"For as long as I can remember," the Chinese woman college student wrote, "my parents have been calling me a banana. 'Yellow on the outside, but white on the inside. . . .' "
"My dad is constantly reminding me that I'm a Korean girl," wrote another. He "would always tell me that I talk too much for a girl and I should be doing something better with my time, like reading or cleaning the house."
Another student, a Japanese-American, wrote: "I was always attracted to the all-American male or dashing European male. Asian males rarely held an attraction for me. . . . Over the summer, however, a white male friend of mine casually said that he would never consider dating, much less marrying, a nonwhite female. . . . For days after that I thought about how other people, especially whites, saw me. . . ."
These writings by UCLA students show some of the unique pressures on Asian-Pacific women, according to psychologist Judy Chu, an instructor in Asian-American studies at UCLA. Wednesday, Chu read them at a workshop called "Challenges Facing Today's Asian Pacific Woman" at UC Irvine's Asian Pacific Awareness Conference.
The conference, the first of its kind at UCI, was organized to illuminate the needs and concerns of Asian-Pacific college students so that fellow students, faculty, staff, administrators and community members can understand them better.

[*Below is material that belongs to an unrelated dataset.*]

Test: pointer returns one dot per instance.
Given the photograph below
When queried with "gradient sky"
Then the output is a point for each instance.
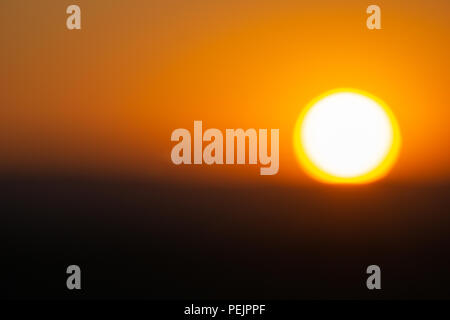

This year, UCI's student body is 26% Asian and the freshman class is 34% Asian--the highest concentration of Asian students in any U.S. college or university outside of Hawaii.
Some are the already acculturated second- or third-generation descendants of Asian immigrants. But a large percentage belong to the recent wave of immigrants who have had to learn English and who still retain the cultural values of their homeland, said Suecheng Chang, a professor of history and American Studies at UC Santa Cruz who led the morning general session on "Who Are the Asian-Pacific Students."
Cultural stereotypes affect American-born as well as foreign-born Asian-Americans because most Americans do not make the distinction, said Irene Hirano, executive director of THE (To Help Everywoman, a health clinic in Los Angeles. "I get asked all the time, 'Where did you come from?' I say I was born here. They say, 'No, where did you really come from?' "
Sometimes, Asian women are assumed to be like the sexy "Suzi Wong" or the hard, aggressive "Dragon Lady," she said. Most often, however, they are presumed to be quiet, passive and unassertive, said Hirano, who spoke on the women's panel.
The stereotypes handicap Asian women from moving up at work, she said. "They are seen as good workers, but not management material. Often there are sexual overtones." Despite the highly visible academic success of Asian women as well as men, there are still very few in management, she said.
"We do tend to be unassertive. We do tend to be smaller physically, that is, some of us," said Nadine Tang, another panelist. Tang is a psychiatric social worker at UC Berkeley who directed an immigrant and refugee student services program for two years.
Those who are closer to the sacrifices their immigrant parents made have more conflict between pleasing their parents and finding a niche for themselves in American culture, Tang told the two dozen men and women who attended the workshop on women.
The panelists said that while Asian daughters--like sons--are taught respect for authority and responsibility for the well being of the entire family, daughters are treated as "second-class citizens" in their own society.
A native of Hong Kong, Tang said that when she came to Berkeley to study, her mother and grandmother insisted that she visit her brother in San Francisco every night to cook him dinner. So for a year while she was studying at the university, she said, she drove every night to San Francisco and made him dinner.
Conflicts Over Intelligence
Though encouraged to succeed academically, she said, Asian women can experience conflicts over being smart. Tang said she never thought of herself as smart because she was not supposed to be smarter than her brother. Even when she was named Phi Beta Kappa, she said her parents' reaction was: "Oh, well, it's only Boston University."
For reasons of economic stability and status, she said, Asian parents often encourage their children to go into engineering, medicine or business, rather than liberal arts or social fields. She said that in choosing social work, she risked losing her family. "My parents still don't understand what I do," she said. "They are irritated, frustrated and angry that I'm not doing something to benefit the family group."
It was partly because they did not support her career choice, she said, that she married "a nice Jewish boy" instead of another Asian. She noted that the top female Asian writers Maxine Hong Kingston and Betty Bao Lord--who achieved success in non-traditional work--also married outside the Asian community, an act that may be labeled "selfish."